Waste to energy processes
Cranes play a crucial role in modern incineration plants, where tight environmental management guidelines are applied. It is important that material-handling systems continuously perform at maximum efficiency from the arrival of waste to separation to incineration.
Typically, there are two waste-handling cranes above the waste pit, one of which is a backup. The primary crane undertakes the main operating functions while the other is being serviced. The waste-handling crane stacks and mixes waste in a bunker and loads it into a feeding hopper.
The slag-handling crane loads slag into disposal trucks. A turbine hall crane can help manipulate steam turbines as required, and a SMARTON® crane, jib crane or another more conventional crane or hoist can help perform maintenance activities.
If cranes stop, the process is crippled, and production stops. The key factors when specifying waste-to energy lifting needs are the total burning capacity of a facility’s incinerators, the layout of handling areas, the type of waste being processed and total waste receiving and processing time.
Biomass processes
In biomass energy plants, biomass-handling cranes automatically start the working cycle to transfer the material from the reception pocket to the adjacent storage.
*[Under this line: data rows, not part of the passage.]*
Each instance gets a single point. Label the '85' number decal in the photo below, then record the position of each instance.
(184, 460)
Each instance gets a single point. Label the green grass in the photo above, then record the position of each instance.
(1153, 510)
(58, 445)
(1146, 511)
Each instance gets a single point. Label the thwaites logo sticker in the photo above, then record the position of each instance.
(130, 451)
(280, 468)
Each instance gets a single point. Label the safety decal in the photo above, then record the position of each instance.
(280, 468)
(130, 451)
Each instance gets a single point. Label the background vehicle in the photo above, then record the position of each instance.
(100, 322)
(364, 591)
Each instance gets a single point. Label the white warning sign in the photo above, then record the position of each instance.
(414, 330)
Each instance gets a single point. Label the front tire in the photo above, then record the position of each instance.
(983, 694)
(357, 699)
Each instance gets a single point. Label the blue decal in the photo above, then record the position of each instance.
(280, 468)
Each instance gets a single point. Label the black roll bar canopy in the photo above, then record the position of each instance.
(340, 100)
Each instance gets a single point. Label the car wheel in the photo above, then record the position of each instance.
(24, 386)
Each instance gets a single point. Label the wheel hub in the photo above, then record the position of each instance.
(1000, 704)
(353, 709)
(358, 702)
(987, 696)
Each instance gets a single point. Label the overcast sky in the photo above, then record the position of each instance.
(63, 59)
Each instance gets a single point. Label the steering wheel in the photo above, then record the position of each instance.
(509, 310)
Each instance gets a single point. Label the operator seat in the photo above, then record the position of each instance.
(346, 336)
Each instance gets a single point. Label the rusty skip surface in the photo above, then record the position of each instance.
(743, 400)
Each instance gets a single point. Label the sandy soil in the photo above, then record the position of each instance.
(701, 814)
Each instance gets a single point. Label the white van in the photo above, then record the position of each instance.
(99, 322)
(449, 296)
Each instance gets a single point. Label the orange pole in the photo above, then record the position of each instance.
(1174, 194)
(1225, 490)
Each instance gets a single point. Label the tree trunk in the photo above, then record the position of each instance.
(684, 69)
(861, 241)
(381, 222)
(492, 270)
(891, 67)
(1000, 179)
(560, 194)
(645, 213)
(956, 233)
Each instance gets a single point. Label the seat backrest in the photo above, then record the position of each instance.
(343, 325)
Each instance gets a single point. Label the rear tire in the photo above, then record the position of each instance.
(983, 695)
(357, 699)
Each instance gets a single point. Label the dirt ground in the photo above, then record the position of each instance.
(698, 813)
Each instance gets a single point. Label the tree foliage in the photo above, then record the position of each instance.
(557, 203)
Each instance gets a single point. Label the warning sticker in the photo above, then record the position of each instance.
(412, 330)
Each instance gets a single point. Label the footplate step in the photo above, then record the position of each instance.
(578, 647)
Likewise, the crane automatically starts the working cycle to fill the hopper from the storage after the reception of the command “fill the hopper” from the sensor of the hopper.
Normally, only one unmanned, fully automated crane runs above biomass storage, moving the fuel from the reception area to storage, continuously feeding the combustion line. When there is only one crane feeding this process, maximum reliability is a top priority.